Interestingly, the Bavarians and Tyroleans tend to see each other as brother people (Brudervolk), because both share the same historic problems (farming and surviving in difficult mountain regions), have thick dialects difficult to be understood by the rest of the nation, are used to being made of by the rest of the nation for being dumb rural idiots, dislike the decisions made in Berlin/Vienna over their heads … Despite the warbetween Bavaria (on Napoleons side) and Tyrol (rebellion for independence) last century, there are no hard feelings.

In Bavaria, we receive one of the two Austrian state TV stations (ORF2), and there’s also the co-production 3sat (Germany, Austria, Switzerland - state stations).

The Austrians seem to have a bit of hangup to have their dialect recognized as real language because they have a handful of words different to standard High German. I was amused several years ago, reading an article in the Nachlese (a journal from the Austrian state TV station) where the author was surprised when travelling in Germany that the Germans knew the word “Wurstsemmel” (small bread roll with sausage slices). He was absolutly sure that the only reason for this was the successful sold abroad TV series of a K9 dog (Kommissar Rex), where one running gag was that the dog would steal the sausage roll from one of the cops. Either the author didn’t know or wanted to ignore that “Semmel” is a common, widespread german variant for “Brötchen” (bread roll), and that Wurstsemmel was widespread before the Austrian TV series.

They also sometimes feel the need to re-dubb movies that are already available in German dub with Austrian dialect speakers - mostly animated movies for kids, apparently (Babe, e.g.)

It’s the same with advertising on TV. That always struck me as odd.

Tangent: The NYT had an article a few years ago on how Hogan’s Heroes was dubbed for German broadcasting, with each character being given a stereotypical accent. Col. Klink was given a refined Berliner’s accent, for instance, and Sgt. Schultz that of a “hick” Bavarian, IIRC.

I can confirm this. (Great show, btw.) Did they have any accents in the original?

ETA: FWIW, Gen. Burkhalter had an Austrian accent.

To this untrained American’s ear, no, not really. Just kinda… German. You could tell Col. Klink was a more sophisticated, better-educated man than Sgt. Schultz, though. Also, Gen. Burkhalter seemed like a lower-class person than Col. Klink, at least by accent, I’d say.

This is rapidly moving away from the original topic, but how can you tell sophistication from somebody’s accent?

(rimshot) In US English, saying “nuclur” instead of “nuclear” seems to be an indicator… (/rimshot)

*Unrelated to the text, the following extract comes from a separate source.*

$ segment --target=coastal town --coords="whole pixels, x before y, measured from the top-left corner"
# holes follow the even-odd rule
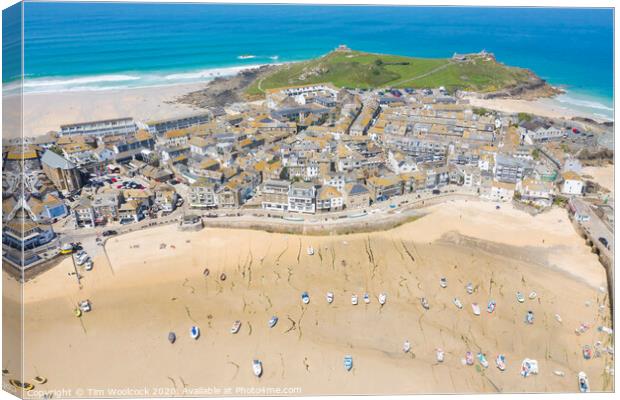
[[[494,56],[455,54],[450,63],[472,57]],[[448,391],[613,390],[614,192],[590,175],[613,163],[612,123],[496,111],[473,104],[481,94],[443,86],[366,89],[325,82],[263,92],[182,117],[76,121],[3,142],[3,269],[30,285],[27,340],[40,350],[33,351],[37,374],[48,366],[30,389],[19,387],[45,389],[64,379],[51,376],[46,363],[57,357],[43,357],[47,351],[67,351],[74,360],[84,359],[77,348],[102,355],[120,341],[108,336],[122,331],[127,354],[134,355],[142,340],[149,348],[185,349],[214,335],[209,346],[233,350],[209,350],[215,366],[209,379],[312,382],[304,394],[322,393],[325,382],[336,393],[374,393],[369,365],[387,368],[387,382],[405,370],[404,362],[423,371],[402,387],[408,393],[447,390],[429,383],[439,384],[432,367],[474,364],[476,370],[460,374]],[[476,238],[476,225],[485,240]],[[492,243],[489,235],[498,243],[502,235],[518,240]],[[580,272],[571,269],[570,257],[585,265],[583,277],[575,278]],[[44,286],[44,278],[60,289]],[[53,290],[63,294],[50,295]],[[198,291],[202,297],[194,296]],[[69,298],[74,304],[67,311]],[[338,308],[343,303],[363,316],[350,312],[348,322]],[[175,304],[183,308],[173,310]],[[303,322],[302,337],[302,319],[314,307],[305,317],[314,323]],[[400,337],[400,328],[409,329],[399,324],[410,310],[417,319],[410,325],[419,331]],[[51,315],[69,315],[69,322],[49,333],[40,321]],[[135,323],[147,317],[152,325]],[[487,322],[495,317],[497,325]],[[385,318],[385,325],[370,318]],[[71,325],[76,320],[80,325]],[[125,320],[131,329],[108,325]],[[518,340],[499,333],[517,325]],[[340,333],[351,326],[364,334],[349,342]],[[189,336],[182,335],[187,328]],[[229,342],[246,332],[247,343]],[[62,345],[43,350],[44,333],[56,334]],[[89,342],[93,337],[101,342]],[[324,337],[347,353],[315,347],[314,339]],[[275,342],[285,343],[286,357],[270,347]],[[180,372],[160,369],[189,360],[200,367],[183,376],[194,374],[196,385],[203,365],[167,351],[153,352],[175,360],[155,362],[157,373],[117,378],[174,386],[174,392],[146,396],[192,395],[178,391],[177,384],[187,386]],[[386,362],[386,354],[397,360]],[[490,371],[487,357],[500,375],[484,372]],[[332,358],[338,371],[344,360],[345,373],[353,370],[358,384],[366,382],[363,389],[334,386],[331,364],[316,369]],[[285,368],[289,359],[295,364]],[[3,368],[8,375],[9,366]],[[536,380],[539,368],[548,381]],[[523,383],[505,370],[532,378]],[[85,384],[100,384],[95,375],[85,374]]]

My own guess is that sophistication or education shows up in the accent as speaking clearly, enounciating properly … and speaking standard High German, instead of dialect blurred together with grunts.

The actors who played Colonel Klink and Sergeant Schultz were actually from Germany and Austria, respectively, having moved to the United States as adults. So, they did speak with noticeable accents on the show, presumably their natural ones.